Rule Setter: Jon Feinstein, Curator and Photographer, and Humble Arts Foundation Co-Founder
Rule Breaker: Ruben Natal San Miguel
I never want to see another nostalgic photo-homage to New York City’s disappearing past. These images are often ripe with hackneyed outsider tropes, and, despite their warm intentions, can read as overly idealized visual tourism. I grew up and spent my early adulthood in the city before moving to Seattle in 2013, and have seen plenty of New York City-based photographers retreat to their studios, shying away from this kind of material for fear of doing it to death. While Diane Arbus, Bruce Davidson, Jamel Shabazz, Nan Goldin, Harold Feinstein (of no personal relation!), Helen Levitt, Martha Cooper, Robert Herman and countless others have shot the city so well, few have been able to replicate with fresh or non-derivative eyes.

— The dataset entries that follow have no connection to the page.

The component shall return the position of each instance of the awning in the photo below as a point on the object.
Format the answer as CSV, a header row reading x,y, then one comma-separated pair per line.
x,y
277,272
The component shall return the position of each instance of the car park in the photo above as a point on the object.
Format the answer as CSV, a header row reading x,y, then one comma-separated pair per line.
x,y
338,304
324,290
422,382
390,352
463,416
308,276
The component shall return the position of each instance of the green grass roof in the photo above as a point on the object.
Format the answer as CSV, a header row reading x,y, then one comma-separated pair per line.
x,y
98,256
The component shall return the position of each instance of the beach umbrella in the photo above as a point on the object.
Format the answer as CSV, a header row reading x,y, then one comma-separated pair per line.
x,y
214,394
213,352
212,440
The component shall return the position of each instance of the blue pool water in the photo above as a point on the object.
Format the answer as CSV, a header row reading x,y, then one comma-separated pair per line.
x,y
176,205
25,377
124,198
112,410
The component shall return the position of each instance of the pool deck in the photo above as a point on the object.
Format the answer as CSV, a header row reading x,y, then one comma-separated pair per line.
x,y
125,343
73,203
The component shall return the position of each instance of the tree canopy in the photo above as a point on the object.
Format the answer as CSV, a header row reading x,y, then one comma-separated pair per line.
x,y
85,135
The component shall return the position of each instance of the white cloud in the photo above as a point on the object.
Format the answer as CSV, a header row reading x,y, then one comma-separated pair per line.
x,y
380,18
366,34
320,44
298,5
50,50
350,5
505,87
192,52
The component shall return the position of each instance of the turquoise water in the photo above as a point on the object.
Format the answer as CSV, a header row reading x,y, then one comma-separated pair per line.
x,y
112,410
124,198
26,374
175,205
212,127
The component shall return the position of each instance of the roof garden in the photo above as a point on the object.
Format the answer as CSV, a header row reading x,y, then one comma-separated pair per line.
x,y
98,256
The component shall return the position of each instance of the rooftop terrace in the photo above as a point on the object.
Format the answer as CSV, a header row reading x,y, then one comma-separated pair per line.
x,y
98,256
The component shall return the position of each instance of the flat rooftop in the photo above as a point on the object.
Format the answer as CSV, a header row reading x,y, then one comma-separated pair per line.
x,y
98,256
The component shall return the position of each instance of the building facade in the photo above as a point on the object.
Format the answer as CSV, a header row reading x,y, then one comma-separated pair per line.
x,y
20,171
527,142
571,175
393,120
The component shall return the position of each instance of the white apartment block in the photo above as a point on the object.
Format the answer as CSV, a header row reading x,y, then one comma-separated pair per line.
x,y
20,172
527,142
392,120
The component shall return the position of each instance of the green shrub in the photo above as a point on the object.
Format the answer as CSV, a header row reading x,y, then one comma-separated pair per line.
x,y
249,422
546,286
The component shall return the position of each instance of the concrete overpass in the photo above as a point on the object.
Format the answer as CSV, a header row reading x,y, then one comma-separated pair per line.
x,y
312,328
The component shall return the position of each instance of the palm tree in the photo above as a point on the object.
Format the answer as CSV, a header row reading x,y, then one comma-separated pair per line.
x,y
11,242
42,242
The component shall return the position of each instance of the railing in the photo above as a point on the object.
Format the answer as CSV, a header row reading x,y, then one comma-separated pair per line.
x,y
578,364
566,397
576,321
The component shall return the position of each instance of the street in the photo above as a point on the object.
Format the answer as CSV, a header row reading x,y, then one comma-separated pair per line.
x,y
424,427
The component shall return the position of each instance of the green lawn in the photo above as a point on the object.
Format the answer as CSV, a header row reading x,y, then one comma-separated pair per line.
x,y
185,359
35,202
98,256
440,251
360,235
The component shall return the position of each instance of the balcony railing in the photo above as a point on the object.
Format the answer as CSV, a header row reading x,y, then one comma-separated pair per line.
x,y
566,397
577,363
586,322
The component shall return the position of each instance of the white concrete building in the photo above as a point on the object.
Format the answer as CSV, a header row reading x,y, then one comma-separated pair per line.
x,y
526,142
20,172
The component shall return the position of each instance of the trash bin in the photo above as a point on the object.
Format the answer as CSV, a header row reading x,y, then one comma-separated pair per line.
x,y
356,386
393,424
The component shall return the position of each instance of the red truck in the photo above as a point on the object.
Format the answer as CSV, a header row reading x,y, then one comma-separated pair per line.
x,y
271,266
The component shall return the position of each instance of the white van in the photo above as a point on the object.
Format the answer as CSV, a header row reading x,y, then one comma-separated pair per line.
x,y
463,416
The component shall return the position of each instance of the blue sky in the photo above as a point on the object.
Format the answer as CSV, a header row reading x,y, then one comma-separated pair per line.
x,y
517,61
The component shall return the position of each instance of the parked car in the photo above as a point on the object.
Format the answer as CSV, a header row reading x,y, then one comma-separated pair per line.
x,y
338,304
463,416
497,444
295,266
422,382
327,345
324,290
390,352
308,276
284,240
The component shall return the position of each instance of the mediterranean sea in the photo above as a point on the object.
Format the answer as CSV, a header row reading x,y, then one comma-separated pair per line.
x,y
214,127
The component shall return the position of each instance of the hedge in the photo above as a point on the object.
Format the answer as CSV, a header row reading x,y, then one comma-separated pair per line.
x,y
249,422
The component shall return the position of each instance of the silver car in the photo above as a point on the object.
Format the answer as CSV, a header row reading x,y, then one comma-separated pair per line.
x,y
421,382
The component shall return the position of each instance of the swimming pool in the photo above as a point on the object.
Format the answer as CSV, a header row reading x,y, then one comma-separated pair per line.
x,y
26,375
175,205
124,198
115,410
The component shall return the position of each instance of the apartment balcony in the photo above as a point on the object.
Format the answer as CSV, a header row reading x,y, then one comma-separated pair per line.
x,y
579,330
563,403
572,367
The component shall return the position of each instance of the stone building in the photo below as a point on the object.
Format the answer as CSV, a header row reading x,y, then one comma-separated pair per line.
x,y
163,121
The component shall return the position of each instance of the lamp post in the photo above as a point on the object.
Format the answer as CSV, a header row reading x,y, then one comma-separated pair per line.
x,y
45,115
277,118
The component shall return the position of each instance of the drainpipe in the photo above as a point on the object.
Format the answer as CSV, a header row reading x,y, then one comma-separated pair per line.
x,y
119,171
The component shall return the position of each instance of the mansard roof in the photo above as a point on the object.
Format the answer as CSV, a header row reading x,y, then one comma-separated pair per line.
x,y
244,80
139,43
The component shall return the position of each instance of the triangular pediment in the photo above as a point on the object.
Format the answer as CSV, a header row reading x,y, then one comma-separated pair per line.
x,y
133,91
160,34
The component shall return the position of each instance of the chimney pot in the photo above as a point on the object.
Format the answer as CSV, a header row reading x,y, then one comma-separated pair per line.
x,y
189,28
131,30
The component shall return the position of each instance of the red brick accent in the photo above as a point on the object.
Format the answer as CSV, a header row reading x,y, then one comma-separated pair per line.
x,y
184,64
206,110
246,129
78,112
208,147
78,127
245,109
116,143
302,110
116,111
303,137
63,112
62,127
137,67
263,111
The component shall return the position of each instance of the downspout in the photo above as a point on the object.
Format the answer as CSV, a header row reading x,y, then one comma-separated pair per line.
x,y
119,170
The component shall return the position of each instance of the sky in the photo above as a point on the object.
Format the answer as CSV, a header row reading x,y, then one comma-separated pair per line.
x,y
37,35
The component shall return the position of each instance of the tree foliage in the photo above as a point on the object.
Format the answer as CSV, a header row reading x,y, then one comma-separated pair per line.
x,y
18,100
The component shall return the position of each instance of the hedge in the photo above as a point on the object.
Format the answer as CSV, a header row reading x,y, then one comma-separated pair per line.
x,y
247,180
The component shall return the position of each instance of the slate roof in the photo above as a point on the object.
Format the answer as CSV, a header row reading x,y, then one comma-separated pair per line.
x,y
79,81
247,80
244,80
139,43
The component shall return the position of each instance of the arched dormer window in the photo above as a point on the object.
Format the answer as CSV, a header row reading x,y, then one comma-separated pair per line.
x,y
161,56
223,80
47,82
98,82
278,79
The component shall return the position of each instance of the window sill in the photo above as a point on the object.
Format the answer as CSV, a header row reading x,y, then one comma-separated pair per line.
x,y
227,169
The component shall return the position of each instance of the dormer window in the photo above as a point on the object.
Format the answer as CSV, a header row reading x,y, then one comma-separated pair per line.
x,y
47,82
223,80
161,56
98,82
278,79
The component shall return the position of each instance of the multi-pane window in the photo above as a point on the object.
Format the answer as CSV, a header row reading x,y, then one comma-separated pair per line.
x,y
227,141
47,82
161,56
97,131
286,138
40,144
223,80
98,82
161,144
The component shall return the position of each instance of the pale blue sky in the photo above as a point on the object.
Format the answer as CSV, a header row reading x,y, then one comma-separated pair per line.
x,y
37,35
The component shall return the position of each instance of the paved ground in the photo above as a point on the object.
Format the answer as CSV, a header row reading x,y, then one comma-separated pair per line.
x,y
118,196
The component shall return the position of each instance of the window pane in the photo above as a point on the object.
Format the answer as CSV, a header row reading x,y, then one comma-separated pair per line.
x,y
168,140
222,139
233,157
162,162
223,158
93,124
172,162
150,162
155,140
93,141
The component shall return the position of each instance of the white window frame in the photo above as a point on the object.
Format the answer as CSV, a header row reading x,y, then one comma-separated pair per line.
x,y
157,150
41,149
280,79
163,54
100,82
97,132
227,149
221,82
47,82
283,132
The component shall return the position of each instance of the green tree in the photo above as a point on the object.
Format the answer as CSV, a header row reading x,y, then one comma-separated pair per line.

Ruben Natal San Miguel’s pictures, however, break this tradition with thoughtful clarity. San Miguel, a 13-year Harlem resident and 9/11 survivor, has spent more than a decade photographing nearly every inch of New York City, intimately recording the culture that’s too rapidly replaced by big box stores and waterfront condos. Traversing Coney Island, East New York, The South Bronx, probably the most over-photographed location—Central Park, and nearly everywhere in between, San Miguel’s images may soon exist as a shrine to the communities who continue to get pushed further and further out. While his work brings to mind many of the aforementioned photographers, his sensitivity to his subject matter, ranging from drag culture to a man grieving his late wife in Central Park, bring an elegant, honest vision to the city’s many vanishing moments. San Miguel’s exhibition, Street Life: A New York City Vanishing Act is on view at SoHo Photo Gallery in Manhattan through October 3, 2015.